Archaeology
Professor Michael Parker Pearson (University College London)
Wednesday 28/09/2022 @ 7pm
GGLT (Geography Lecture Theatre)
Much new research has been directed at Stonehenge in the last two decades by numerous teams and organisations. We now have a better understanding of its constructional sequence and of its context within its surrounding ceremonial and inhabited landscape as well as of its wider setting within the British and European Neolithic - Early Bronze Age. Scientific analyses of isotopes, aDNA, bluestone and sarsen geology, following on from recent archaeological excavations, have helped to transform our understanding of the people who built Stonehenge, where they obtained its materials, and where they came from.
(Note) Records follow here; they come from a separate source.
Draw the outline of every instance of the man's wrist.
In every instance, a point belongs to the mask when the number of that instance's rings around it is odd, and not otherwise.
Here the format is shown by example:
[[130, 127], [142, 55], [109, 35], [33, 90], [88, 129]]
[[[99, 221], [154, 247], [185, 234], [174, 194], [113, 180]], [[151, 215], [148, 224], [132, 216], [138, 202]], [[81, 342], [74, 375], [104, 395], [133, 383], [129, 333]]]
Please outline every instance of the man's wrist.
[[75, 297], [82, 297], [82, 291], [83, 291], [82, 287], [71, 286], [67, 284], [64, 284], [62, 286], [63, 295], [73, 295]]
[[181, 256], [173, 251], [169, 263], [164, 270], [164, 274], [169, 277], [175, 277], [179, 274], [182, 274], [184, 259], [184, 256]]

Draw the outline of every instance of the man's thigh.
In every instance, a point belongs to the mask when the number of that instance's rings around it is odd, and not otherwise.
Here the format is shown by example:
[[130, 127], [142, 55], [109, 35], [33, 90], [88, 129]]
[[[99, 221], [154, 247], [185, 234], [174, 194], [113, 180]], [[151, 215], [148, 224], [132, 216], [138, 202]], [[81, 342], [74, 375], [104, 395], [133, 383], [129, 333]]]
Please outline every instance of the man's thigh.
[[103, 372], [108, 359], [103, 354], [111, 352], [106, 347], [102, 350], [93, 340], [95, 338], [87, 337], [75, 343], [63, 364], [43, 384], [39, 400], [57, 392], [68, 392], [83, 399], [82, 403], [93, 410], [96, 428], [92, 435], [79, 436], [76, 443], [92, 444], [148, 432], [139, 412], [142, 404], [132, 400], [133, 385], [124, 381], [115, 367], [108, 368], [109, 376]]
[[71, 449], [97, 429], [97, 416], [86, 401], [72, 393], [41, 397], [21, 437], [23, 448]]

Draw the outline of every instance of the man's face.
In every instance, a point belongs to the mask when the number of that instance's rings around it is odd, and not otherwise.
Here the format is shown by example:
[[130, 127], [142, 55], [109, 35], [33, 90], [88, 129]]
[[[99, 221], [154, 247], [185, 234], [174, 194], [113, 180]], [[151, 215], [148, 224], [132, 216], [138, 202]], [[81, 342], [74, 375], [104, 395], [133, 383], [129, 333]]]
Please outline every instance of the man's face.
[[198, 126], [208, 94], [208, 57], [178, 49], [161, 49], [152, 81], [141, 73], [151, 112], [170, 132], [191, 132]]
Stonehenge's origins and purpose continue to be debated, attempting to account for its various astronomical, funerary, architectural, and contextual elements that make it such an enigmatic monument - the most elaborate and labour-intensive of all of Britain and Ireland's stone circles. Yet some interpretations now appear less plausible than others. Whilst some archaeologists have been convinced that it could have been built only by a deeply hierarchical, chiefdom-type society, the increasing evidence for collective and cooperative organisation suggests otherwise. Its origins also now appear to be bound up with long-distance relationships to the sources of the bluestones 240km away in west Wales.